In the context of these political calculations, the result of the São Paulo race is open. Against Serra is the suspicion that he could still step down as mayor to run for the presidency in 2014; 66% of voters, according to Folha de São Paulo, believe Serra, if elected, will not stay until the end of his term. But Haddad too is handicapped by administrative scandals in the ministry of education during his tenure, especially the management of a national test that ranks Brazilian students for university entrance (the Exame Nacional do Ensino Médio [Enem]). He still has to win over the reluctant PT militants in São Paulo. And he cannot expect Lula, who is suffering from cancer, to be in the best condition to give support during the campaign.
The third man
The result of the São Paulo contest will be vital to Brazil's political future. If José Serra wins, the PSDB will remain strong in the city and in a good position to keep hold of the state governorship. If Fernando Haddad wins, this will reveal Lula's continued power and popularity, and give the PT a good chance to take executive power from the PSDB in the next São Paulo state election.

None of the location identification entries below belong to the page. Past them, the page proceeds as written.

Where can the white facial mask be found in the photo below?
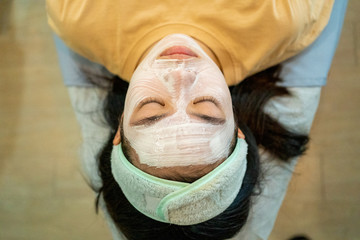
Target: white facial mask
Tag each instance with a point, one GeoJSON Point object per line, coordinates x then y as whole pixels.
{"type": "Point", "coordinates": [181, 138]}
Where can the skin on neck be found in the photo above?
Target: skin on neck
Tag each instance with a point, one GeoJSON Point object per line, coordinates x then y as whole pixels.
{"type": "Point", "coordinates": [208, 51]}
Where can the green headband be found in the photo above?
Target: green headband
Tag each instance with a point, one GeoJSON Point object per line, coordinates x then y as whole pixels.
{"type": "Point", "coordinates": [178, 202]}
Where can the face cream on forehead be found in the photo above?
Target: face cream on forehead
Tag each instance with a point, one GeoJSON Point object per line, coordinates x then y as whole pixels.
{"type": "Point", "coordinates": [184, 144]}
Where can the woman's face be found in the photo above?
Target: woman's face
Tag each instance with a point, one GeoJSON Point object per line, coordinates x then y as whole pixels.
{"type": "Point", "coordinates": [178, 108]}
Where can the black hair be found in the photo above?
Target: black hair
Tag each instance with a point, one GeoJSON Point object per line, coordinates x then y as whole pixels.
{"type": "Point", "coordinates": [249, 98]}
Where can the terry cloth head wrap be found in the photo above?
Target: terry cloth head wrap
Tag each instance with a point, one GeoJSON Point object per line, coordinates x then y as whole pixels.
{"type": "Point", "coordinates": [178, 202]}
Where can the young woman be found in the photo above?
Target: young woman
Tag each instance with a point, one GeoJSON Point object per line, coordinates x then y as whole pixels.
{"type": "Point", "coordinates": [181, 161]}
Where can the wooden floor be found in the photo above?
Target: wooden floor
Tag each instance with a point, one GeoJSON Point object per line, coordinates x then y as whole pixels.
{"type": "Point", "coordinates": [43, 194]}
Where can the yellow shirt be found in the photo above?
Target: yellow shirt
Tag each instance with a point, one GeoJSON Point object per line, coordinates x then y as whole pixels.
{"type": "Point", "coordinates": [246, 36]}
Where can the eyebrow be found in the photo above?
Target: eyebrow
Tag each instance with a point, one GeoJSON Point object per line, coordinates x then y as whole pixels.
{"type": "Point", "coordinates": [153, 119]}
{"type": "Point", "coordinates": [149, 121]}
{"type": "Point", "coordinates": [209, 119]}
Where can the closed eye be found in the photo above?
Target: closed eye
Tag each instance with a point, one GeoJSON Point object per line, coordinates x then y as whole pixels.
{"type": "Point", "coordinates": [206, 99]}
{"type": "Point", "coordinates": [149, 120]}
{"type": "Point", "coordinates": [151, 100]}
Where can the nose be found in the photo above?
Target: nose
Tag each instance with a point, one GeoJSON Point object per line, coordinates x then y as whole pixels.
{"type": "Point", "coordinates": [180, 80]}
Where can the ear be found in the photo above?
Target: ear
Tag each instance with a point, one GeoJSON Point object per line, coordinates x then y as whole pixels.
{"type": "Point", "coordinates": [117, 138]}
{"type": "Point", "coordinates": [240, 134]}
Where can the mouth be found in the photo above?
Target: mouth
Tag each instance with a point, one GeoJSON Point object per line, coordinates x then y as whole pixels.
{"type": "Point", "coordinates": [177, 52]}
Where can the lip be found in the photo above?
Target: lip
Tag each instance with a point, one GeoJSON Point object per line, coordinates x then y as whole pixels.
{"type": "Point", "coordinates": [178, 52]}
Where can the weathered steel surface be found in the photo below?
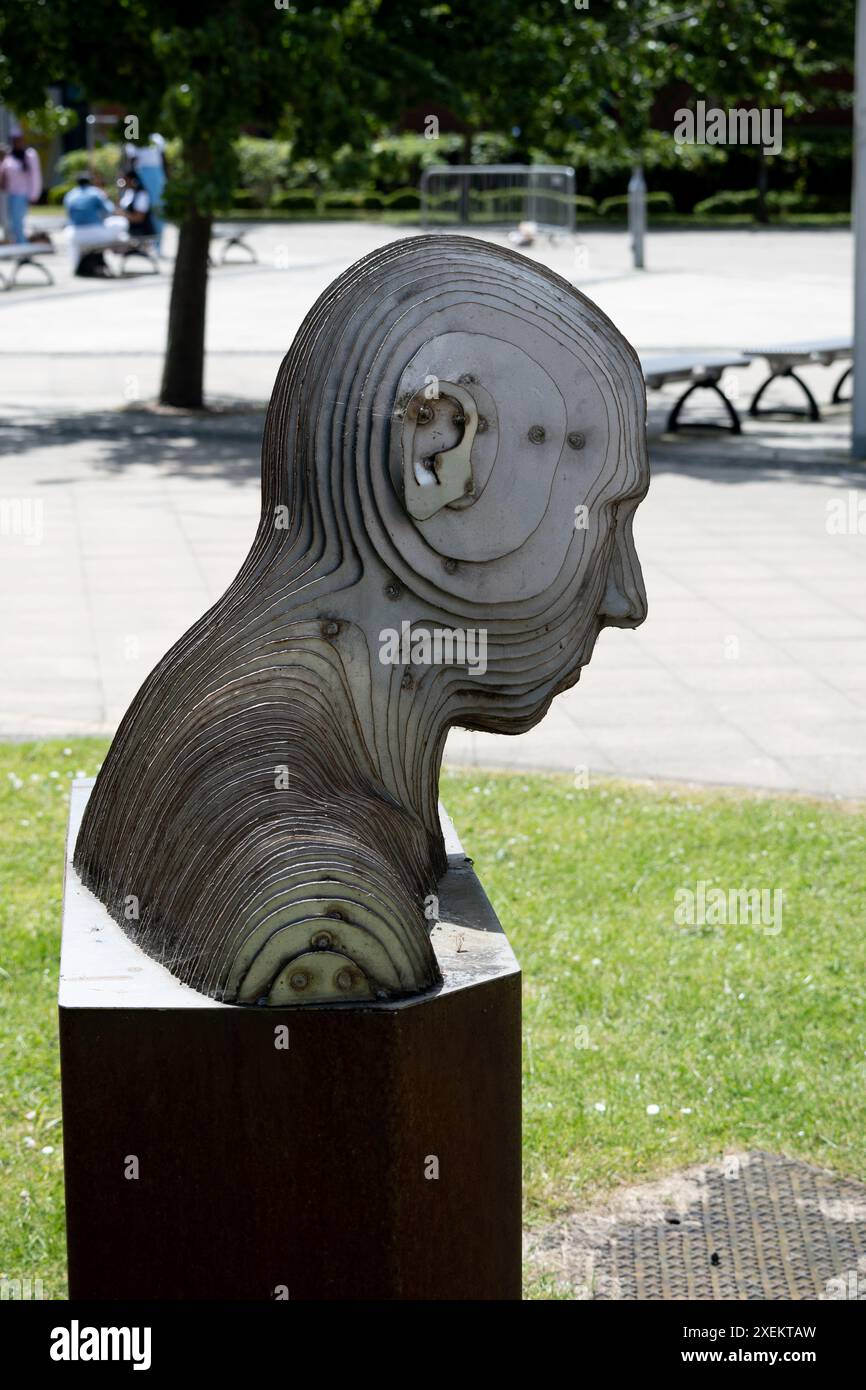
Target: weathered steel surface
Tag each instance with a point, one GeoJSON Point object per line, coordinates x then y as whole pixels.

But some political consequences of the election are being felt even now. Serra's decision to run for mayor opens the way for another major PSDB figure, Aécio Neves, to be the party's candidate in the 2014 presidential election - on the grounds that if Serra takes São Paulo, another premature resignation would greatly damage him, and if he loses, he would be too weakened to rise to the candidacy.
This makes Aécio Neves, senator from the important state of Minas Gerais - and recently described by elder statesman Fernando Henrique Cardoso as the PSDB's "natural candidate" for the next presidential bid - look like an early beneficiary of the São Paulo dispute. But it may take longer than he or his party would like. After fifteen months in office, Dilma Rousseff is approved by 59% of the population. This compares favourably with Lula's 42% at the end of his first-term first year, and 50% at the same stage in his second term. Moreover, Aécio Neves knows that he may have just one chance. The paulistas are now looking to 2018.